The golf clubhouse once was a garden, too. Developer Jim Stockton wanted to make a statement with everything he built at Sawgrass and its biggest structure would be no exception. Back in 1972, golf clubhouses reflected their community, from the stately home at Timuquana to the Spanish hacienda at San Jose, Northeast Floridians were used to old styles.

Stockton wanted an eye opener and he went to Jacksonville architect Peter Rumpel to get it.He got it. Rumple (not to be confused with a later general manager named Peter Rummel) came up with a spectacular design, a building anchored by four massive concrete buttresses with an atrium in the middle.

The atrium wasn't just randomly selected greenery. Stockton hired a landscape design firm, Foster and Herbert of Orlando, to make sure it stood out, and it did, with what a newsletter article at the time described as "lush sub-tropical plants with the effect of a dry river bed in the mountains and large egg-shaped stones on a sloping incline." The decor included heads of many of the trophy animals bagged by Stockton on his frequent safaris. The locker rooms were large and airy, in sharp contrast to the stuffy, small locker areas of the time. It was a two-story building, the first floor was for maintenance equipment and golf cart storage, and the main level was the second floor.
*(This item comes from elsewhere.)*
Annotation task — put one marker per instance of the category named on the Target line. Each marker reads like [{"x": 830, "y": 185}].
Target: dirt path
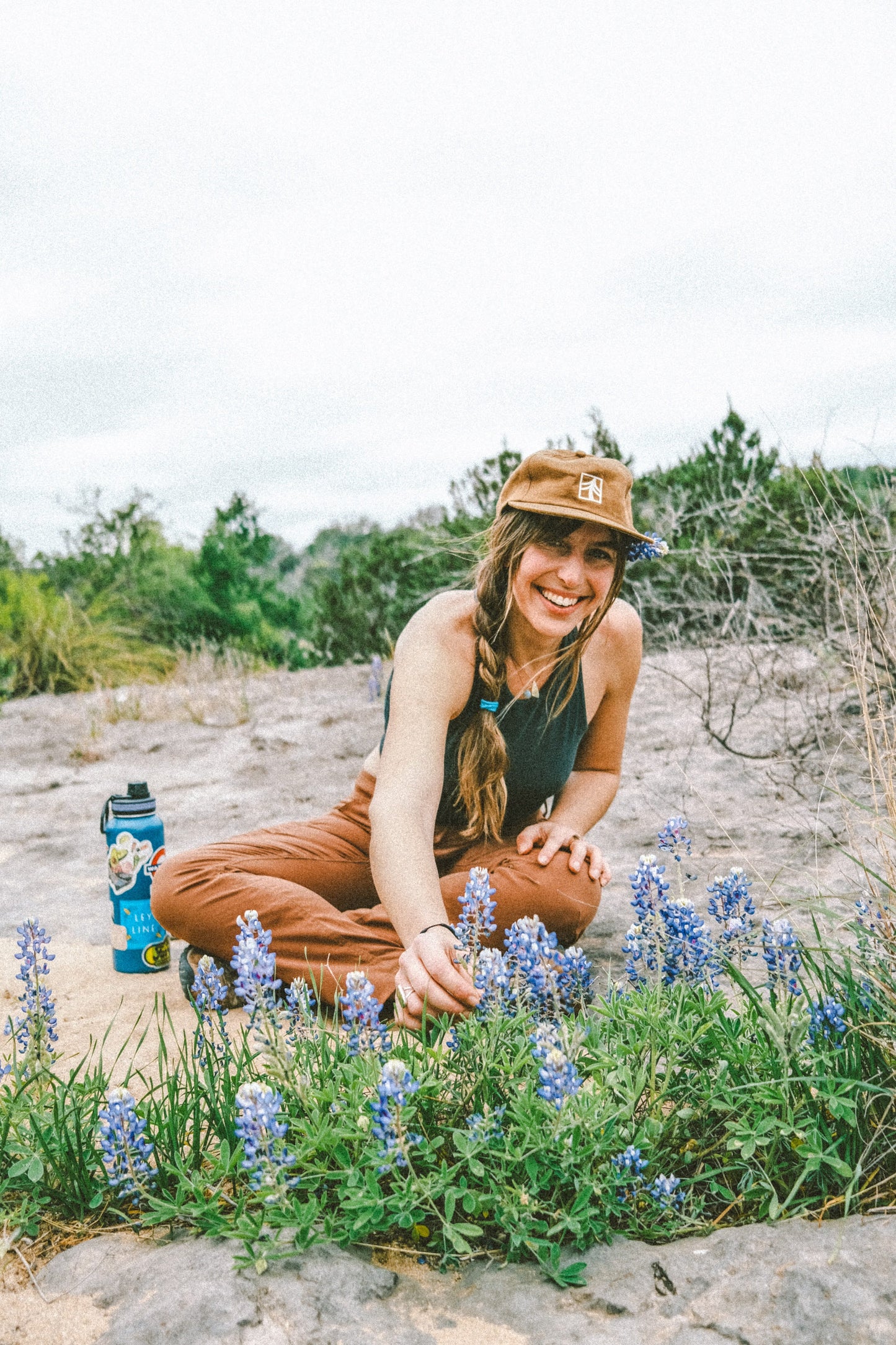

Designed by the Rumple's firm of Freedman, Clements and Rumple and built by the E.C. Kenyon Company, the main level included a large dining room, a men's grill, the golf pro shop, locker rooms and the kitchen. While there have been several renovations, the basic design exists today.

A major renovation was proposed in 1994 and the members responded by approving it by a 4-1 margin. The changes included a new weather-protected portico, an enclosed club room for functions, spaces for a new bar and lounge, card rooms, rest rooms, refurbished golf shop, kitchen and grill room, and a redesign of the parking area. It opened on February 14, 1996.

The biggest change, though, was in the middle, the atrium was turned into a large common area. In the ensuing years, minor changes have been made. The staff offices have been renovated, the kitchen has been improved and the dining room redesigned.